Efekt burzliwych wydarzeń w stołecznej Radzie Warszawy
Decyzja o wprowadzeniu nocnej prohibicji to efekt burzliwych wydarzeń w stołecznej Radzie Warszawy, których punkt zwrotny nastąpił na początku października tego roku. W połowie września radni rozpatrywali dwa projekty uchwał w tej sprawie – jednym z autorów był prezydent Rafał Trzaskowski. Niespodziewanie wycofał on jednak swój pomysł, a radni przyjęli propozycję klubu Koalicji Obywatelskiej dotyczącą pilotażowego wprowadzenia zakazu w dwóch dzielnicach.
Media szeroko komentowały tę decyzję jako porażkę Trzaskowskiego i dowód napięć wewnątrz Platformy Obywatelskiej. Według doniesień, za kulisami miał stać minister spraw wewnętrznych i administracji Marcin Kierwiński, szef warszawskich struktur PO, który – jak spekulowano – miał działać za przyzwoleniem premiera Donalda Tuska.
Od przyszłego roku prohibicja w całej Warszawie
Z kolei podczas październikowej nadzwyczajnej sesji radni wrócili do tematu nocnego zakazu. Klub KO zaproponował poprawkę wydłużającą jego obowiązywanie – od godziny 22:00 zamiast od 23:00. – Poprawiamy błędy, jakie znalazły się w uchwałach podjętych na ostatniej sesji. To wtedy zainicjowany został program „Bezpiecznej nocy” – mówiła radna Anna Auksel-Sekutowicz z KO. Opozycja zaproponowała wówczas referendum w sprawie prohibicji, argumentując, że o zakazie powinni zdecydować sami warszawiacy.
Rafał Trzaskowski odrzucił ten pomysł, zapowiadając jednocześnie, że od 1 czerwca 2026 roku nocny zakaz sprzedaży alkoholu ma objąć całą Warszawę. – Wprowadzamy pierwszy etap w dwóch dzielnicach najbardziej dotkniętych problemem, ale decyzja jest jasna – najpóźniej 1 czerwca 2026 roku ograniczenia będą obowiązywać w całym mieście – zapowiedział prezydent stolicy.

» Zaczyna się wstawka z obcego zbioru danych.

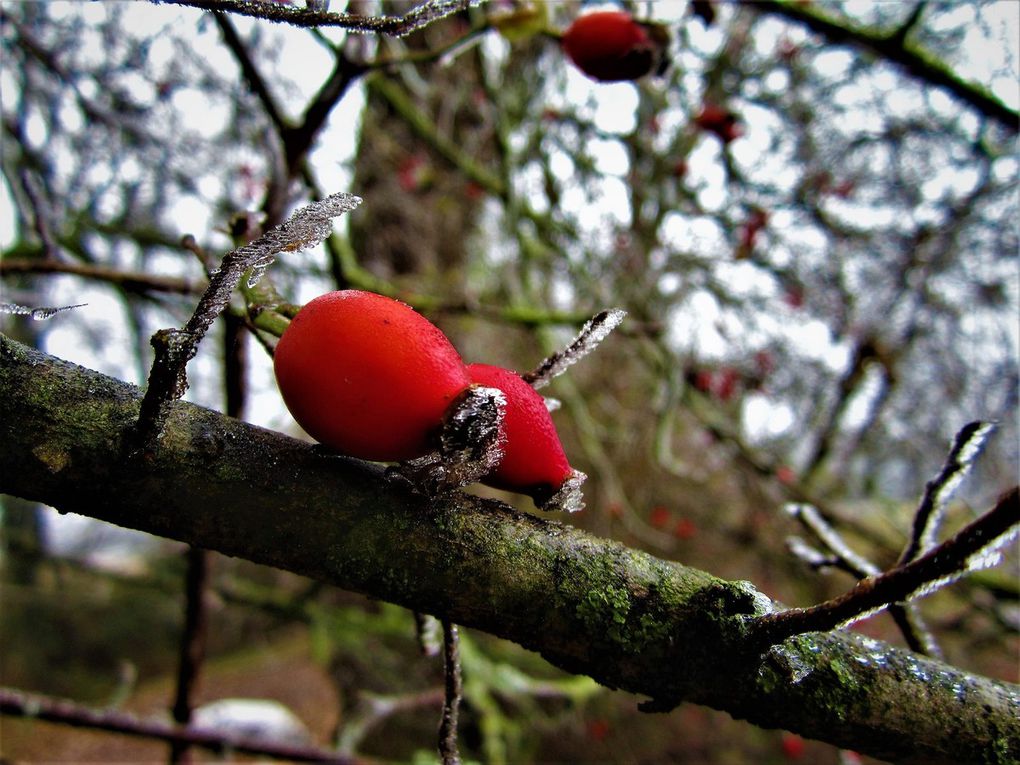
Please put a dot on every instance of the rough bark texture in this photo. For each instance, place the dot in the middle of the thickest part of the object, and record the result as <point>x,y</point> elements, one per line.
<point>591,606</point>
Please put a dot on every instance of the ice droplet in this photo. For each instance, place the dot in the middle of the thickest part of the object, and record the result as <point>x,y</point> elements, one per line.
<point>38,314</point>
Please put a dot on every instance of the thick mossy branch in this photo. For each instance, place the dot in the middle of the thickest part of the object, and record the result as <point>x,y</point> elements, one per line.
<point>590,606</point>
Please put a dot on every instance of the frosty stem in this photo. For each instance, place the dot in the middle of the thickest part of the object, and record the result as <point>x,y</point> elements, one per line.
<point>591,335</point>
<point>451,706</point>
<point>938,566</point>
<point>174,348</point>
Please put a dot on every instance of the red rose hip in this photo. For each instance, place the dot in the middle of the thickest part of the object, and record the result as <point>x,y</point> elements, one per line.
<point>533,461</point>
<point>367,374</point>
<point>611,46</point>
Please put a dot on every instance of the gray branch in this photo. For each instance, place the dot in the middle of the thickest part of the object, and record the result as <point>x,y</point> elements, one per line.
<point>588,605</point>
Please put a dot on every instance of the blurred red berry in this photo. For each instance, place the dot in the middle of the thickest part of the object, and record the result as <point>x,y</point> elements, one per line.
<point>597,729</point>
<point>610,46</point>
<point>684,528</point>
<point>412,173</point>
<point>659,517</point>
<point>793,747</point>
<point>720,121</point>
<point>785,474</point>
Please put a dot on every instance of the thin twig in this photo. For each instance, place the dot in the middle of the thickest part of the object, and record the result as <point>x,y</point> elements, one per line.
<point>193,642</point>
<point>940,565</point>
<point>840,555</point>
<point>916,61</point>
<point>18,704</point>
<point>591,335</point>
<point>451,705</point>
<point>966,447</point>
<point>399,26</point>
<point>174,348</point>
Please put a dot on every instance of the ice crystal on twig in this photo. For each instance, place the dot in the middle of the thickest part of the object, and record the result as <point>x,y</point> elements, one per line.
<point>39,314</point>
<point>966,448</point>
<point>591,335</point>
<point>845,556</point>
<point>174,348</point>
<point>470,445</point>
<point>974,547</point>
<point>398,26</point>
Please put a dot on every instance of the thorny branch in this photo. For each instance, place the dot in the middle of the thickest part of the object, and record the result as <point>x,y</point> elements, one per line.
<point>174,348</point>
<point>17,704</point>
<point>839,555</point>
<point>591,335</point>
<point>964,452</point>
<point>966,447</point>
<point>972,548</point>
<point>399,26</point>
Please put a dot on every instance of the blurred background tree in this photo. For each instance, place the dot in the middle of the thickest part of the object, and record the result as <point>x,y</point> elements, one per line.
<point>819,297</point>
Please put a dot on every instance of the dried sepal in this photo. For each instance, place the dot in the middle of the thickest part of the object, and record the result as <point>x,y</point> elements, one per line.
<point>567,499</point>
<point>592,334</point>
<point>469,445</point>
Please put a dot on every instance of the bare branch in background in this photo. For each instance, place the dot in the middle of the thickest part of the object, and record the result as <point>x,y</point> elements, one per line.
<point>174,348</point>
<point>966,448</point>
<point>973,548</point>
<point>595,330</point>
<point>891,47</point>
<point>17,704</point>
<point>416,18</point>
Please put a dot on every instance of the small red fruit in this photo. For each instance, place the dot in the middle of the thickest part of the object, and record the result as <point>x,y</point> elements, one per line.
<point>659,517</point>
<point>367,375</point>
<point>611,46</point>
<point>533,461</point>
<point>720,121</point>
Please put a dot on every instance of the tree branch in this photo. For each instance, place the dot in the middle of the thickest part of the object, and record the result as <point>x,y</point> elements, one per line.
<point>893,48</point>
<point>422,15</point>
<point>588,605</point>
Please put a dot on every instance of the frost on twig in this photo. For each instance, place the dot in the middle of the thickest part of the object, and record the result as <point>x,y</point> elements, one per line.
<point>837,554</point>
<point>975,547</point>
<point>39,314</point>
<point>966,448</point>
<point>398,26</point>
<point>449,752</point>
<point>174,348</point>
<point>469,445</point>
<point>595,330</point>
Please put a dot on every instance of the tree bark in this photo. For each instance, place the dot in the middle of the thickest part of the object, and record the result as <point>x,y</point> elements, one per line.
<point>591,606</point>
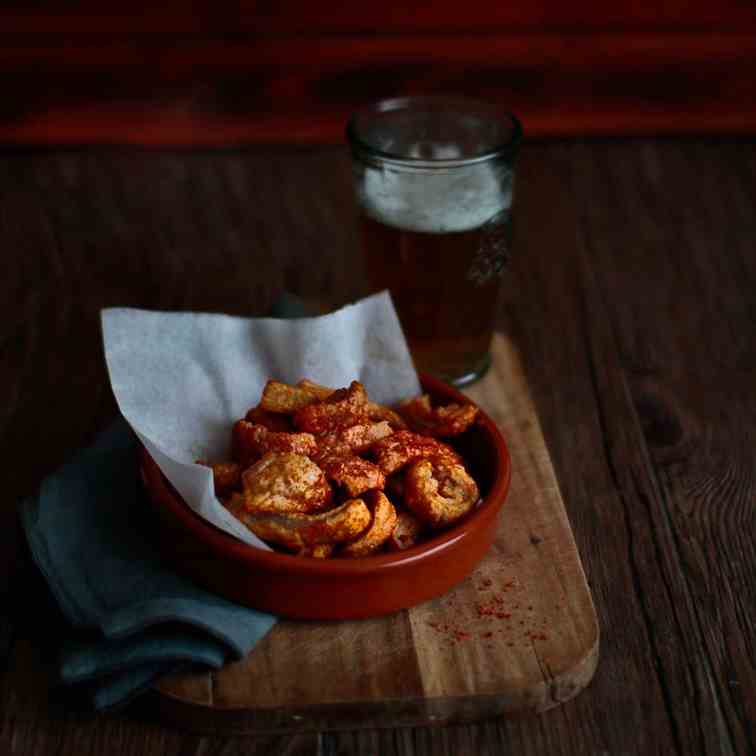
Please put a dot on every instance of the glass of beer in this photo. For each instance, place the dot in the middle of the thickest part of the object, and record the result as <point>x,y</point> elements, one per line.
<point>434,178</point>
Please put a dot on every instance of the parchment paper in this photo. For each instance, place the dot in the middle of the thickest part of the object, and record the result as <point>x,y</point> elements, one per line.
<point>181,380</point>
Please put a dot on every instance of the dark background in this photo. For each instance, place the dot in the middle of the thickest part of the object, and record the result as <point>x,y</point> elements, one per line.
<point>220,73</point>
<point>632,297</point>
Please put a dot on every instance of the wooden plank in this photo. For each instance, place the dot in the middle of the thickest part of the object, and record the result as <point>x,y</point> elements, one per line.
<point>666,227</point>
<point>519,635</point>
<point>210,91</point>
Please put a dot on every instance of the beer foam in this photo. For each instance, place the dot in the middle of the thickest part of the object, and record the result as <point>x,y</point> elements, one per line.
<point>438,201</point>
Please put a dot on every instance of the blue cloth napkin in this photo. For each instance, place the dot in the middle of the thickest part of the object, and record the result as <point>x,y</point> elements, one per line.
<point>89,533</point>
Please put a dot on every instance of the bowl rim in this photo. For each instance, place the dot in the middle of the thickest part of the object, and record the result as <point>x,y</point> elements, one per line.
<point>163,493</point>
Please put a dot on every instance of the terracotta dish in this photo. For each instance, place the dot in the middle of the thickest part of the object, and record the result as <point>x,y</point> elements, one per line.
<point>307,588</point>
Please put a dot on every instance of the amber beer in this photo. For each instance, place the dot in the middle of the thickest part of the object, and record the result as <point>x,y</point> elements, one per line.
<point>433,178</point>
<point>444,286</point>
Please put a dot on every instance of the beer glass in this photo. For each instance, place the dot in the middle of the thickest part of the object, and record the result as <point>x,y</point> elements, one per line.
<point>434,178</point>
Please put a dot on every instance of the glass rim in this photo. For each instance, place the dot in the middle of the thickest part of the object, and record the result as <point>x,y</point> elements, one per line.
<point>505,149</point>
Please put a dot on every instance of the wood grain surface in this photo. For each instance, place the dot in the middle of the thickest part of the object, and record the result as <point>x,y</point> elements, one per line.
<point>519,635</point>
<point>632,298</point>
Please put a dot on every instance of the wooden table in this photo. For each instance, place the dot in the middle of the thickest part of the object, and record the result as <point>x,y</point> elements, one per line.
<point>632,297</point>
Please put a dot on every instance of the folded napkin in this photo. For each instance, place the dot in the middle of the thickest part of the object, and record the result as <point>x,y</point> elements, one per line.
<point>89,533</point>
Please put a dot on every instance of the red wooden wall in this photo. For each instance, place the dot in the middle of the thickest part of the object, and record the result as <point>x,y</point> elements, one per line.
<point>217,73</point>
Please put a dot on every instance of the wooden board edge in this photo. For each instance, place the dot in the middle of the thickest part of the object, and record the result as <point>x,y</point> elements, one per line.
<point>390,713</point>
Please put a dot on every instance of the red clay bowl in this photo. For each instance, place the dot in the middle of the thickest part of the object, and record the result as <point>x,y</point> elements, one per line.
<point>330,589</point>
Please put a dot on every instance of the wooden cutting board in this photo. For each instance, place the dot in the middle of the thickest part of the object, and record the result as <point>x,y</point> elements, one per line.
<point>518,635</point>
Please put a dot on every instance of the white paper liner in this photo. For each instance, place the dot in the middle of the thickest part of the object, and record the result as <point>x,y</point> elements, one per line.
<point>181,380</point>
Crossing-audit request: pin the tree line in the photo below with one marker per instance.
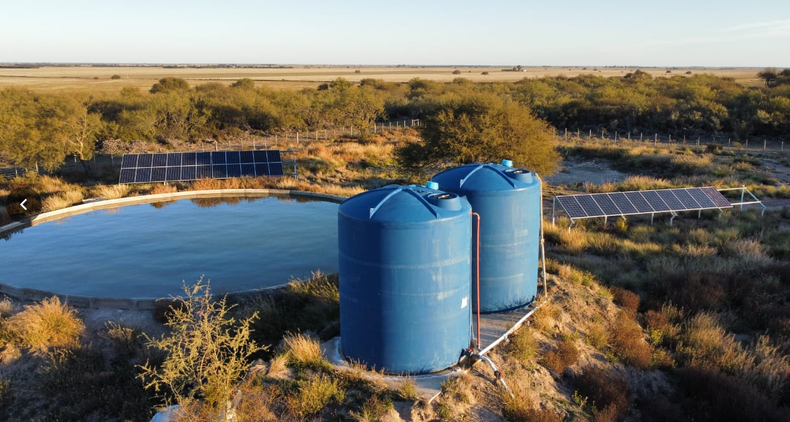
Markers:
(462, 119)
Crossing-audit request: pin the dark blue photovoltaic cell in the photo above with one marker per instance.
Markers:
(188, 159)
(188, 173)
(571, 206)
(220, 171)
(143, 175)
(590, 207)
(160, 160)
(218, 157)
(197, 165)
(203, 158)
(639, 202)
(129, 161)
(606, 204)
(247, 157)
(173, 173)
(260, 156)
(276, 169)
(688, 202)
(234, 170)
(717, 197)
(233, 157)
(158, 174)
(273, 156)
(655, 201)
(127, 176)
(203, 172)
(701, 198)
(248, 170)
(144, 160)
(174, 159)
(671, 200)
(623, 203)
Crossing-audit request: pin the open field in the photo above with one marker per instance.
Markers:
(65, 78)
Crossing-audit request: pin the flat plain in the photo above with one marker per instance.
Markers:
(98, 78)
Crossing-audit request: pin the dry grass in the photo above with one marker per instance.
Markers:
(110, 191)
(303, 349)
(61, 200)
(47, 324)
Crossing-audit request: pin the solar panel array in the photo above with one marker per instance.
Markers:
(183, 166)
(642, 202)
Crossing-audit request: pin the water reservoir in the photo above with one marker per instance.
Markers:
(508, 202)
(405, 278)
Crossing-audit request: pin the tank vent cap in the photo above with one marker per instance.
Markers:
(448, 201)
(521, 175)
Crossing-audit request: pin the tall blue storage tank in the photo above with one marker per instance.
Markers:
(405, 278)
(509, 203)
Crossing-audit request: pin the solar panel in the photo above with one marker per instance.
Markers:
(158, 174)
(571, 206)
(176, 166)
(641, 202)
(701, 198)
(655, 200)
(127, 175)
(218, 157)
(247, 157)
(248, 170)
(671, 200)
(717, 197)
(607, 205)
(129, 160)
(234, 170)
(142, 175)
(159, 160)
(625, 206)
(686, 199)
(589, 205)
(276, 169)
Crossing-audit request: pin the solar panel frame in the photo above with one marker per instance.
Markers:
(161, 167)
(701, 198)
(717, 198)
(623, 203)
(672, 202)
(571, 207)
(607, 205)
(686, 199)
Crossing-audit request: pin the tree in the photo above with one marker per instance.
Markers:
(769, 75)
(169, 84)
(482, 127)
(207, 350)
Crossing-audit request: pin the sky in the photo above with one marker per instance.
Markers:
(678, 33)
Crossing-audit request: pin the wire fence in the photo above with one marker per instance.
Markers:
(754, 145)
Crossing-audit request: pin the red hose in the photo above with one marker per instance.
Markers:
(477, 277)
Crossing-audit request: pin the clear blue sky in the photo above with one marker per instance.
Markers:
(428, 32)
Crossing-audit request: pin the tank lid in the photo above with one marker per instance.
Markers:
(411, 203)
(484, 177)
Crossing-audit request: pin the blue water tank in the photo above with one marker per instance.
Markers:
(509, 203)
(405, 278)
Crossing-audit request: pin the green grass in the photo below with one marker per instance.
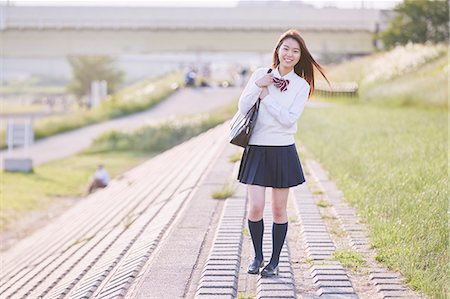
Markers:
(122, 103)
(23, 192)
(425, 86)
(323, 204)
(235, 157)
(244, 296)
(129, 100)
(223, 192)
(391, 164)
(349, 258)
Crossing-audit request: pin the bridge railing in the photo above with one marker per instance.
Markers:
(349, 88)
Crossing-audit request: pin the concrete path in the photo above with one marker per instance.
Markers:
(182, 103)
(156, 232)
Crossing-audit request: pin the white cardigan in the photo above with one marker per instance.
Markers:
(279, 111)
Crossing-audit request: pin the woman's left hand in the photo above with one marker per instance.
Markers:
(264, 93)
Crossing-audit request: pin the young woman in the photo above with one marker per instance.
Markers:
(271, 159)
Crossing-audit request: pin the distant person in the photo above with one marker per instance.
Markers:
(100, 179)
(190, 76)
(271, 158)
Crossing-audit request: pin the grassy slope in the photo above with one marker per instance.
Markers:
(389, 156)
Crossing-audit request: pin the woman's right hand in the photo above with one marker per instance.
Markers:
(265, 80)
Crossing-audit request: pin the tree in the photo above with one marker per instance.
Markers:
(86, 69)
(418, 21)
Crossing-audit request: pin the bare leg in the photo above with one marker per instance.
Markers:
(279, 204)
(279, 227)
(256, 197)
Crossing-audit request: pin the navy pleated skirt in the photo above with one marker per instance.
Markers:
(271, 166)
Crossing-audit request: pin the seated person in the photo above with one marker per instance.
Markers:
(100, 180)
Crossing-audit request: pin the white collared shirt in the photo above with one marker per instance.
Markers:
(279, 111)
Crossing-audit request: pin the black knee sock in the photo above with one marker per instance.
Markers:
(257, 231)
(278, 235)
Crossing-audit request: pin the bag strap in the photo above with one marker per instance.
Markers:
(259, 100)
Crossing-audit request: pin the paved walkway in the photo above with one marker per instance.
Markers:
(182, 103)
(157, 233)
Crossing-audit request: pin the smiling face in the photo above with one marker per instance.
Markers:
(289, 53)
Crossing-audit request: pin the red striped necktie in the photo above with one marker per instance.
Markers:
(281, 83)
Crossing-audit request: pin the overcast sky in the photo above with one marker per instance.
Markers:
(381, 4)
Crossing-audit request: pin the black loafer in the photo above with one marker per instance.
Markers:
(254, 266)
(269, 271)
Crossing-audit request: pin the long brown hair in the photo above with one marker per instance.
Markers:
(305, 66)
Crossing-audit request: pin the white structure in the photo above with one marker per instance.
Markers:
(19, 133)
(248, 27)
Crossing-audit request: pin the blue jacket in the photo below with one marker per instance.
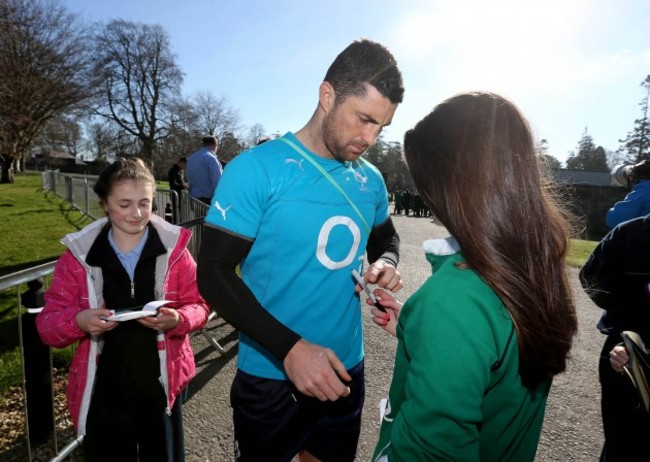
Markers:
(636, 204)
(617, 278)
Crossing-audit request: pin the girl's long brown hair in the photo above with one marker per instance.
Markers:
(474, 163)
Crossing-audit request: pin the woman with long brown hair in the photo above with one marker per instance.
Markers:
(482, 339)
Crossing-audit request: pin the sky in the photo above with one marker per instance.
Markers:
(570, 65)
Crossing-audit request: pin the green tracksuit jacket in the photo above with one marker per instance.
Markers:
(456, 393)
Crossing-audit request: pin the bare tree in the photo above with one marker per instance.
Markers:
(256, 133)
(102, 140)
(43, 63)
(141, 80)
(62, 133)
(637, 142)
(215, 114)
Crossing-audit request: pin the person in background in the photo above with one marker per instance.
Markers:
(616, 277)
(204, 170)
(125, 377)
(299, 212)
(637, 202)
(176, 180)
(481, 340)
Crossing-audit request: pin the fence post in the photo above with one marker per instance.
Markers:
(36, 358)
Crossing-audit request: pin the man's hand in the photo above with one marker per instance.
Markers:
(384, 275)
(618, 358)
(313, 370)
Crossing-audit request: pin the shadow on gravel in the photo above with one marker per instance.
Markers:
(208, 367)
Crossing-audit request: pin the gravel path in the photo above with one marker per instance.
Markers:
(572, 430)
(572, 427)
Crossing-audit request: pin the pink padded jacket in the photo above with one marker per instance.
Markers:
(77, 286)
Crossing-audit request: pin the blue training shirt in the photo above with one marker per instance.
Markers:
(307, 239)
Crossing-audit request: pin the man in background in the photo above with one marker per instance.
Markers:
(176, 179)
(204, 170)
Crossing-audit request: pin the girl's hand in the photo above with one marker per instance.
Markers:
(618, 358)
(387, 320)
(91, 321)
(167, 319)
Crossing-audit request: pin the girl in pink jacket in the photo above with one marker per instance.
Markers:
(126, 377)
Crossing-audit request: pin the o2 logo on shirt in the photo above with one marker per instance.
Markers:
(324, 236)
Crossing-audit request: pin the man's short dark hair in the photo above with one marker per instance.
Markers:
(210, 140)
(365, 62)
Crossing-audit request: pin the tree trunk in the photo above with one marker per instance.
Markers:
(7, 170)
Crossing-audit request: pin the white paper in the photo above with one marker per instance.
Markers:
(150, 309)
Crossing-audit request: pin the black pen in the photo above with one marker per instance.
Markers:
(367, 290)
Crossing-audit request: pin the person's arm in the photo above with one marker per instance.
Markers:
(601, 274)
(314, 370)
(383, 256)
(215, 173)
(226, 292)
(66, 317)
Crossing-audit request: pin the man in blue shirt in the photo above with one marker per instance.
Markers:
(298, 213)
(203, 170)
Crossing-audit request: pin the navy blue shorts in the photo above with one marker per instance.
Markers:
(273, 421)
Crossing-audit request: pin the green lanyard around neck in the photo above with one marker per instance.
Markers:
(326, 175)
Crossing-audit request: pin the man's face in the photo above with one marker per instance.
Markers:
(351, 126)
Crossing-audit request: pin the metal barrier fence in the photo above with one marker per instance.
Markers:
(78, 191)
(186, 211)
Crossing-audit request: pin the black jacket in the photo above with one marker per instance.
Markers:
(617, 278)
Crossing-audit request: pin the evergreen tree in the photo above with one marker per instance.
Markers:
(589, 156)
(637, 142)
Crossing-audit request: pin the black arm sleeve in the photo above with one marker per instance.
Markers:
(383, 243)
(225, 292)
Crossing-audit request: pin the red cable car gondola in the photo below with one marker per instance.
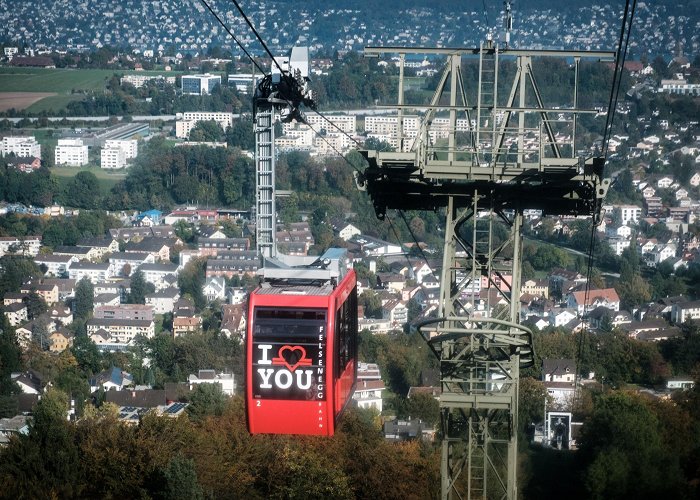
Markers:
(301, 347)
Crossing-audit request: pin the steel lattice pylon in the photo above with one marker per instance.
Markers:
(512, 156)
(265, 216)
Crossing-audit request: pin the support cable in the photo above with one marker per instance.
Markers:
(623, 45)
(257, 35)
(337, 128)
(223, 25)
(415, 240)
(625, 31)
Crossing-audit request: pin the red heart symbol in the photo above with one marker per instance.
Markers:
(291, 350)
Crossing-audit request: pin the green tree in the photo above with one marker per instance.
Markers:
(206, 399)
(15, 271)
(532, 395)
(424, 407)
(372, 304)
(83, 191)
(84, 298)
(36, 305)
(206, 131)
(617, 463)
(191, 280)
(139, 288)
(633, 291)
(178, 480)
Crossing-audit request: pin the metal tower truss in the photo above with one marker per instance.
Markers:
(279, 94)
(265, 182)
(506, 155)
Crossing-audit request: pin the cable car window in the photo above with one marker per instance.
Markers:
(289, 348)
(346, 332)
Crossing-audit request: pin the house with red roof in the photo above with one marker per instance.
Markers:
(584, 301)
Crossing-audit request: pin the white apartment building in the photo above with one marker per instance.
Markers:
(680, 86)
(71, 152)
(331, 143)
(368, 394)
(189, 119)
(684, 311)
(56, 265)
(346, 123)
(21, 146)
(199, 84)
(111, 158)
(628, 213)
(129, 146)
(242, 81)
(141, 80)
(94, 272)
(122, 331)
(387, 126)
(22, 246)
(225, 380)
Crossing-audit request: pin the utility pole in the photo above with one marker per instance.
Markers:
(514, 153)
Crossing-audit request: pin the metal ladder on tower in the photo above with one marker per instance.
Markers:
(487, 100)
(477, 459)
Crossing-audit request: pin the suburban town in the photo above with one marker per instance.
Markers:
(128, 241)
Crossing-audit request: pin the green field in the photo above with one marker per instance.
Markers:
(107, 179)
(54, 104)
(62, 81)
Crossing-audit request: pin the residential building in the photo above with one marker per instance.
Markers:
(112, 379)
(71, 152)
(56, 265)
(139, 81)
(158, 274)
(233, 321)
(243, 82)
(60, 340)
(407, 430)
(214, 289)
(125, 263)
(539, 288)
(345, 230)
(396, 312)
(584, 302)
(159, 248)
(163, 301)
(199, 84)
(559, 377)
(23, 146)
(80, 253)
(368, 371)
(94, 272)
(122, 331)
(186, 324)
(684, 311)
(561, 317)
(28, 245)
(224, 380)
(368, 394)
(48, 292)
(125, 311)
(127, 234)
(211, 247)
(26, 164)
(189, 120)
(231, 268)
(16, 313)
(130, 147)
(112, 158)
(99, 246)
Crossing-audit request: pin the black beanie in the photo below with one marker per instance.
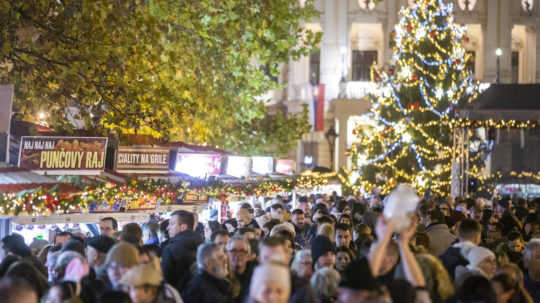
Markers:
(101, 243)
(358, 276)
(14, 244)
(320, 245)
(74, 245)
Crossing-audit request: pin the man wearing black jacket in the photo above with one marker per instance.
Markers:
(469, 233)
(178, 256)
(209, 285)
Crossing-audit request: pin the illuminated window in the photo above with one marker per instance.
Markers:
(527, 5)
(366, 4)
(315, 67)
(362, 61)
(467, 5)
(471, 62)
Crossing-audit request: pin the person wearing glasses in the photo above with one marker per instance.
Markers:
(238, 251)
(108, 226)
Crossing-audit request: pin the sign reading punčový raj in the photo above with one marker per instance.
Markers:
(63, 155)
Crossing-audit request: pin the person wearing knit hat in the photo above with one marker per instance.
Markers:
(97, 249)
(145, 284)
(359, 285)
(482, 262)
(323, 252)
(270, 283)
(120, 259)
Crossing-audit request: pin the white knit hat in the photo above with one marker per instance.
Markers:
(478, 254)
(270, 272)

Po jednej stronie al. Jana Pawła II będzie można kupić alkohol, a po drugiej już nie
Radni PiS i część Lewicy ostro skrytykowali sposób procedowania uchwały i postawę rządzącej większości. – Klub KO w krótkim czasie przeszedł od głosowania przeciwko projektom nocnej ciszy alkoholowej do entuzjastycznego poparcia zakazu już od 22 do 6 – kpił radny Dariusz Figura (PiS).
– Ta sesja, źle przygotowane dokumenty i poprawki do poprawek to dalszy ciąg niemocy i kompromitacji warszawskiej PO – grzmiała radna Alicja Żebrowska (PiS). – Po jednej stronie al. Jana Pawła II będzie można kupić alkohol, a po drugiej już nie – to absurd wynikający z braku porozumienia polityków PO – dodał Jan Mencwel z ruchu Miasto Jest Nasze.